GriffinForms can send admin notifications and autoresponders through WordPress mail or configured delivery providers such as Custom SMTP, SendGrid, and Mailgun. That gives you more flexibility when you need more dependable delivery for production forms.
GriffinForms includes a reusable message system for admin alerts and autoresponders. You can build messages once, reuse them across forms, and insert merge variables so subjects and message bodies can pull values from the submission at send time. That makes it easier to maintain more personalized and more consistent email workflows without rewriting the same message for every form.
GriffinForms also supports mapping autoresponders to different email fields inside the same form. For example, a staff member can submit a form on behalf of a client, student, or employee, while the correct confirmation message is still sent to the email field for that actual person.
Admin alerts can also be mapped per recipient, so different staff members or teams can receive different messages for the same submission. For example, one alert can go to admissions, another to finance, and another to operations when each team needs different context.

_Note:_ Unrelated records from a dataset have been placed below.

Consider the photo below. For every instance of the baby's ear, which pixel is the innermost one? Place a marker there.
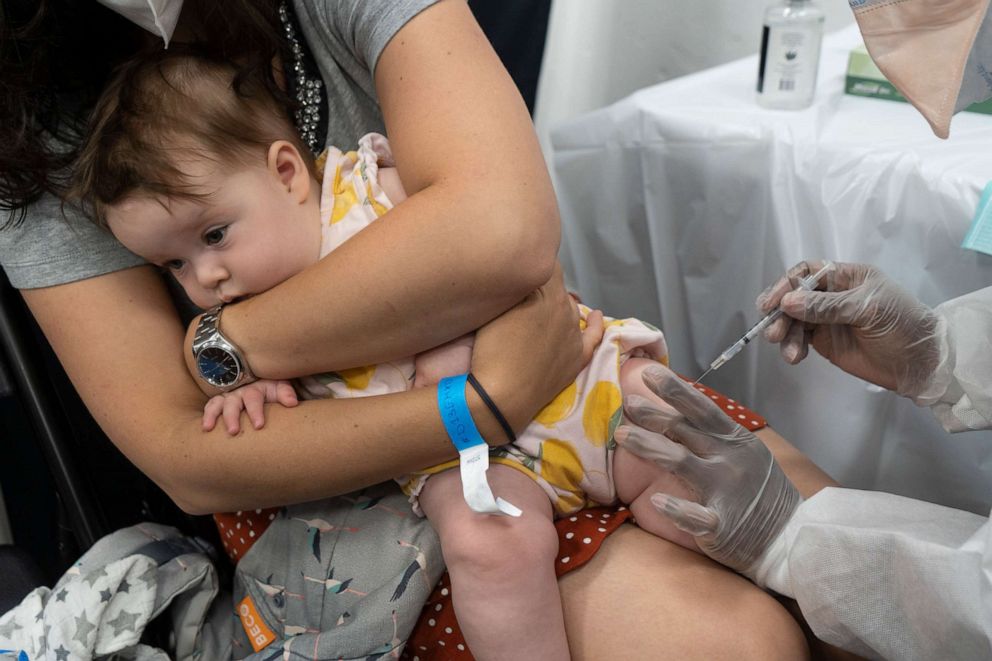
(286, 164)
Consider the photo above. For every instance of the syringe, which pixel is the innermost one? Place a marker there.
(808, 283)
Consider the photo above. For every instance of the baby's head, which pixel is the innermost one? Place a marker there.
(202, 176)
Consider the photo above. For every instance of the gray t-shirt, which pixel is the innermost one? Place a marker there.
(345, 37)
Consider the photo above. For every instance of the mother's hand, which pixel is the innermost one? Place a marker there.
(530, 353)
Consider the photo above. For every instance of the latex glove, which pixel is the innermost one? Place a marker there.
(744, 497)
(864, 323)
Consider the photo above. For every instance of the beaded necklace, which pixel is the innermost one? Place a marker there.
(303, 83)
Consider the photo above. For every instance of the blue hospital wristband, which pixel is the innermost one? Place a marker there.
(455, 415)
(473, 453)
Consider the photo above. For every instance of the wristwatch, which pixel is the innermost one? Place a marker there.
(218, 360)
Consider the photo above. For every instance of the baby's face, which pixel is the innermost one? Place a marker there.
(248, 235)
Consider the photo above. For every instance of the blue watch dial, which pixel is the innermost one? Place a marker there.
(217, 366)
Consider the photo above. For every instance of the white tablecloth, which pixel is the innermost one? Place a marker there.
(683, 201)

GriffinForms includes a guided onboarding flow to help new users create and publish a useful first form more quickly. That makes it easier to start with a working form instead of a blank builder and then expand into more advanced flows later. Starter forms and reusable templates also help teams move faster when they need to repeat similar workflows across forms or sites.
GriffinForms works with Gutenberg and also includes a stronger technical foundation for advanced evaluators, including a documented REST API surface, capability-aware access control, device management for protected companion routes, and webhook-ready architecture. Multi-step submissions use AJAX handling with server-side validation and anti-spam checks, which helps longer forms feel more responsive while still enforcing validation on the backend. Post-submission actions such as emails and other follow-up work can also be processed in the background, which helps more complex workflows stay smoother after a form is submitted.
These are not the first thing most users need, but they help show GriffinForms is built for more than a simple one-page contact form.
Form submissions stay in WordPress by default. External services are only involved when you enable them, such as payments, CAPTCHA, or email delivery providers. See the External Services section below for details.
GriffinForms also includes early compliance groundwork such as retention settings, WordPress privacy-tool integration, and per-form data-capture controls when those workflows matter.
GriffinForms can connect to these third-party services when enabled:
– Google reCAPTCHA (spam protection): Terms and Privacy
– Stripe (payments): Terms and Privacy
– Cloudflare Turnstile (spam protection): Terms and Privacy
– hCaptcha (spam protection): Terms and Privacy
– SendGrid (email delivery): Terms and Privacy
– Mailgun (email delivery): Terms and Privacy
GriffinForms is open source and licensed under GPLv2 or later.